The taste of business incubation.
He was arrested twice by the outgoing Burundian regime and released without trial. His only crime was his perceived alliance with the opposition. Fearing for his own life and that of his young family, Didier Ndayishimiye, a firstborn in a family of five and a lawyer by profession, fled to Rwanda and joined a refugee camp in Kigali in December 2015.
Life in the camp was not easy for the 39-year-old father of four, given the unprecedented sudden change in his social and economic circumstances. Because of his refugee status, he could not find a job in Rwanda to supplement the inadequate food rations from UNHCR. Luckily, a Rwandese friend he had once met while in Burundi introduced him to a private cookstove fabrication enterprise in the heart of Kigali city. For three months he learned how to make an environment-friendly cookstove from scrap metal and clay powered by a mobile phone battery or solar.
He rejoined the refugee camp and immediately established “Machenga Cook Stove” to produce and sell cookstoves majorly to his refugee community. His Rwandese friend was gracious enough to lend him some little money which he used to buy equipment and stocks of scrap metal. Business was good at first and he managed to put back a smile to his family albeit temporarily. As fate would have it, in 2018 UNHCR stopped distributing charcoal and firewood to refugees in Rwanda, replacing these two common sources of fuel for households with gas (LPG). His business crumbled quite literally! It soon became clear to him that his continued stay in Rwanda was no longer tenable economically speaking. He quickly plotted his next escape- this time to Kenya.
He arrived in Kakuma in May 2019 and joined our business incubation project (funded by UNHCR to support the development of startups in Kakuma and Kalobeyei) in January 2020 to launch his “Machenga Cook Stove” enterprise in Kenya.

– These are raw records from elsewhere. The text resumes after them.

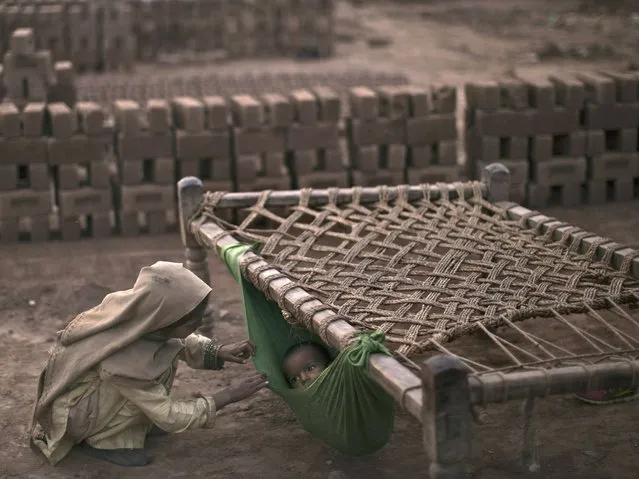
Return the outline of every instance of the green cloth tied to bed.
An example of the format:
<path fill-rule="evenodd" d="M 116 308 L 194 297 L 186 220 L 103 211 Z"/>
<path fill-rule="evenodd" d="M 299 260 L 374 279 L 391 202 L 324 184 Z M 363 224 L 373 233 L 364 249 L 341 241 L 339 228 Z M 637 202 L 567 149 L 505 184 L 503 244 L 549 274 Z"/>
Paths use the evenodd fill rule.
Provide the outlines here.
<path fill-rule="evenodd" d="M 361 456 L 385 446 L 395 404 L 368 373 L 371 353 L 389 354 L 384 333 L 360 332 L 341 353 L 331 351 L 317 335 L 286 321 L 277 303 L 242 277 L 240 258 L 250 249 L 246 244 L 226 246 L 220 257 L 242 291 L 248 336 L 256 345 L 255 368 L 268 376 L 269 388 L 284 399 L 304 429 L 337 451 Z M 312 384 L 291 389 L 282 370 L 284 354 L 305 341 L 323 345 L 333 359 Z"/>

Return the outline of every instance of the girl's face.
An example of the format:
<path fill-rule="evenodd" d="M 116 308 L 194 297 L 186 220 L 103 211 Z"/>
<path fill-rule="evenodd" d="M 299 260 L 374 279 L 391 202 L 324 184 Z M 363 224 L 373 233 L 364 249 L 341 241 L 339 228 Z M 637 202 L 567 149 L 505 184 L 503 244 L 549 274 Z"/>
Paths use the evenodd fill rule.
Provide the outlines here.
<path fill-rule="evenodd" d="M 326 369 L 328 363 L 322 351 L 304 344 L 284 360 L 284 374 L 293 389 L 308 386 Z"/>

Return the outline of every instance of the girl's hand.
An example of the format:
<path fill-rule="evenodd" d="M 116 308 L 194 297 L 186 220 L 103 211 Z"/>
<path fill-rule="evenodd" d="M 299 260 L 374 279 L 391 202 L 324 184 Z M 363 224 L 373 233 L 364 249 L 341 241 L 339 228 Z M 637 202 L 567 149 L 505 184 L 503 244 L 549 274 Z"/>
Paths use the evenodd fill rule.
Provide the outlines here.
<path fill-rule="evenodd" d="M 217 351 L 217 357 L 225 362 L 246 364 L 251 356 L 255 355 L 255 344 L 248 339 L 239 343 L 223 344 Z"/>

For over six months he had tried to restart this business on his own but failed. Having just arrived in Kakuma, he experienced challenges in finding premises to set up his workshop, sourcing supplies (scrap metal, etc) as well as finding customers. He needed some help to get things going. AAH-I allocated him one of the business stalls at Kakuma 3 incubator center and guided him through the process and steps of setting up a business in Kenya besides providing him with social capital in terms of networking opportunities with his fellow incubates within the incubator and externally who go through the same doubts and difficulties.
Sharing experiences with his colleagues in the incubator about startup challenges has helped Didier in overcoming them. In the process, his cookstove has been received extremely well in the Kakuma market. Several households love it because it is safe (can be lit by children without getting hurt), environment friendly (build with harmless clay), saves time (improves and accelerates the cooking process by a solar propelled fan) saves money (reduces charcoal consumption by 60%) and comes at an affordable price of (USD 8) only and in a variety of colors.
In less than six months in the business incubator, he has been able to increase his production from 4 units to an average of 30 units per week. He has also been able to engage the services of two employees in product development and production. Occasionally, his wife works for him too. On the marketing front, he has established linkages with Bamba chakula traders in Kakuma and Kalobeyei who currently double up as his stockists and/or distributors. Boda Bodas also continue to benefit from his business as transporters of raw materials and finished products.
“My vision is to transform cooking into an efficient and pleasurable process in an affordable and environmentally friendly manner,” he said.